Si pudiéramos predecir el futuro y vaticinar que el gobierno de Pedro Castillo sería igual o peor que los primeros 120 días de su administración, seguramente muchos quisiéramos que acabe antes del 2026. Un 62% de peruanos pronostica que el profesor cajamarquino no concluirá su mandato, según la más reciente encuesta del IEP.
En esta tesitura, se puede entender a quienes apoyan la vacancia presidencial sin preocuparse mucho por los marcos constitucionales que rodean a esta figura excepcional ni tampoco por el precedente de incertidumbre que marcaría. Pero lo comprensible no es equivalente a lo justificable.
La moción de vacancia presentada por la congresista Patricia Chirinos y respaldada por parlamentarios de Avanza País, Renovación Popular y Fuerza Popular contiene legítimos cuestionamientos al Ejecutivo. Pero aquí no está en duda o juicio la calamitosa administración de Castillo y compañía. La pregunta es si existe evidencia suficiente para apretar el botón de emergencia, aquel que le dice a la población entera que su voluntad de haber elegido a un jefe de Estado por cinco años tiene que ser interrumpida, porque, moralmente, aquel ya no puede gobernar.
Entonces, si revisamos los motivos esgrimidos en la iniciativa vacadora, encontramos argumentos para preocuparnos, pero razones también para pensar que hay herramientas menos drásticas para controlar el abuso del poder que viene cometiendo el Ejecutivo.

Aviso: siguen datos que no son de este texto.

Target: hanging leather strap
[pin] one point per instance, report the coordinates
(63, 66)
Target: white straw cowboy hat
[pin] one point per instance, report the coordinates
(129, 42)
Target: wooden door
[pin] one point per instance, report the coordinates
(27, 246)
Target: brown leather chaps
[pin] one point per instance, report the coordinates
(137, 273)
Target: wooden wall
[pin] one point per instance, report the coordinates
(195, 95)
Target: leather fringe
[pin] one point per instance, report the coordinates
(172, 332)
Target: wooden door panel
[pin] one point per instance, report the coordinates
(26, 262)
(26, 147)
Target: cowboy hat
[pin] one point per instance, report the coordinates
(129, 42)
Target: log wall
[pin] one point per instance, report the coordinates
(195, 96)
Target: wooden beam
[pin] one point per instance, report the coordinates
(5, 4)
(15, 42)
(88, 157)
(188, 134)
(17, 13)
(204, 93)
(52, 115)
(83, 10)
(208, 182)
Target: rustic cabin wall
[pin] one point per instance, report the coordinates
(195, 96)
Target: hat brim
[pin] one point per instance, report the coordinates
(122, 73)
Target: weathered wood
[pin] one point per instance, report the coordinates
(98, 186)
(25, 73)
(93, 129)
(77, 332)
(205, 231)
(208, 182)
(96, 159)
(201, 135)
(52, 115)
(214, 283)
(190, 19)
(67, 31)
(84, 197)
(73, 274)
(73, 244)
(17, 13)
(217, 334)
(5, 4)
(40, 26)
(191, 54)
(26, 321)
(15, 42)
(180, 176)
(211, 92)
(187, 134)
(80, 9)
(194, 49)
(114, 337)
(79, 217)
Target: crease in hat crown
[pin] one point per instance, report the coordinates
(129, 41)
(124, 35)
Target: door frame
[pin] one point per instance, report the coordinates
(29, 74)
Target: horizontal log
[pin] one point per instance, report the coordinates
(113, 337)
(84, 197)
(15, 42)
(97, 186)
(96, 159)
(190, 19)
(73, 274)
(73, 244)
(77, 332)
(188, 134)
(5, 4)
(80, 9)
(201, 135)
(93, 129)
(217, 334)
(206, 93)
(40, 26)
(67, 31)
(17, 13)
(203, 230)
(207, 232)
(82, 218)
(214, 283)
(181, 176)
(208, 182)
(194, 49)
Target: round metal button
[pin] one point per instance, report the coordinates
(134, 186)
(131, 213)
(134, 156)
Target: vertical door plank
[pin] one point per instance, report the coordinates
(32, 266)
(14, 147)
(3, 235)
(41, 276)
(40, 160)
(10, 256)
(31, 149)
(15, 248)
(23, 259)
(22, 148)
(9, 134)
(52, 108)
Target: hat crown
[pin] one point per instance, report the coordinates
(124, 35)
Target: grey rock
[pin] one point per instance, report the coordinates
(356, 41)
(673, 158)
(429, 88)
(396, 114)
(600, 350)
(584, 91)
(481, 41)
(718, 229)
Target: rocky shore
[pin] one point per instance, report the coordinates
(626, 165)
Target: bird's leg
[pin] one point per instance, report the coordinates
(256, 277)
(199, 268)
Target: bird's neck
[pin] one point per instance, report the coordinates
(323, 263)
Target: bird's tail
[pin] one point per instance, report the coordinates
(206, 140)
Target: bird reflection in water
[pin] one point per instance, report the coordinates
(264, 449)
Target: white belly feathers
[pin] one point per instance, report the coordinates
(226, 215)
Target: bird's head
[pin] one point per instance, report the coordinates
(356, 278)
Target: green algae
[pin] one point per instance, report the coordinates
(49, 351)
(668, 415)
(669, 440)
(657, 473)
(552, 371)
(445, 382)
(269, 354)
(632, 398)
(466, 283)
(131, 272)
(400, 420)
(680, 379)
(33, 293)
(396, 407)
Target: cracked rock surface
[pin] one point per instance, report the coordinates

Por ejemplo, respecto de la designación de personas investigadas por apología del terrorismo como altos funcionarios, haría bien el Congreso en aprobar leyes que establezcan candados institucionales en el Estado. De hecho, el problema no se agota con los exministros Bellido y Maraví. Hay muchos ministros, viceministros, secretarios generales y cabezas de instituciones, como Indecopi y Essalud, cuyo único mérito parece ser la acreencia de favores con Perú Libre o el propio Castillo. Cierto es que el favoritismo y el copamiento estatal no empezó con el partido del lápiz, pero evidentemente se ha agravado a niveles bochornosos durante estos meses. Aprobar la legislación que proteja la meritocracia sería un gol sencillo, a la vez que una cortapisa trascendental al desvergonzado tráfico de favores que impera en el oficialismo.
Sobre el mutismo presidencial y su negativa a dar conferencias de prensa o entrevistas a medios de comunicación, bien podría pensarse en algún mecanismo de rendición de cuentas que pudiera aprobarse legislativamente como obligación personal del mandatario. Aunque nunca fue necesario imponer una obligación de este estilo a un presidente, quizá convenga hacerlo ahora.
Con relación a la investigación fiscal sobre el caso Los Dinámicos del Centro y la incipiente relacionada con el tráfico de influencias en las Fuerzas Armadas y la Sunat, lo mejor que podría hacer el Congreso es respetar la autonomía de las instancias fiscales y judiciales. Y si lo que preocupa es la intromisión del Ejecutivo en estas pesquisas, se podría introducir legislativamente ciertas prohibiciones para el desempeño de puestos claves en el Estado (Ministerio del Interior y Ministerio de Defensa) para evitar posibles casos de conflictos de interés o el acceso a información de inteligencia policial y nacional.
En fin, el Legislativo tiene varios mecanismos a su disposición para efectuar un control efectivo del Ejecutivo (es increíble que hasta la fecha no hayan concretado una sola censura ministerial, pese a que varios la merecían) sin necesidad de apretar el botón de reinicio por el momento. Tomar atajos para evitar la fatiga de cinco años que ciertamente se avizoran extenuantes puede terminar siendo más costoso en el largo plazo.